And it appears to have made an impact on Cook, who told Alaska Airlines later that the flight from Boston was the best trip he’s ever taken.
As for Clara, she and her mother were actually originally planning to take a different flight to LA, but when that got canceled they rescheduled on this one.
“After the flight, Clara told me she thought it was meant to be that our original flight was canceled and we were placed on this flight, so she could be there to help Tim,” Clara's mother, Jane Daly, said, according to a blogger for the Alaska Airlines website.
But the impact of Clara and the flight attendants and seatmates didn't end there.
Less than a week after Scribner posted the story, crediting the Alaska Airline flight attendants for going above and beyond to meet the man's needs, and the 15-year-old for her special help, it had garnered more than 600,000 likes and had been shared more than 635,000 times.

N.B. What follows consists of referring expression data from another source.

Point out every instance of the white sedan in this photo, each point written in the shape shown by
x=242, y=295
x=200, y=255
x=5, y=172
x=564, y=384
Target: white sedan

"I can't say enough about this beautiful young woman named Clara who didn't think twice about helping her fellow passenger," she wrote.
A service provider from the senior living home where Cook lives met him at the gate after the flight arrived in Portland.
This good news aboard the plane comes just after the airline - for the 11th year in a row - was recognized as the highest ranked airline in customer satisfaction among traditional carriers in the J.D. Power 2018 North America Airline Satisfaction Study.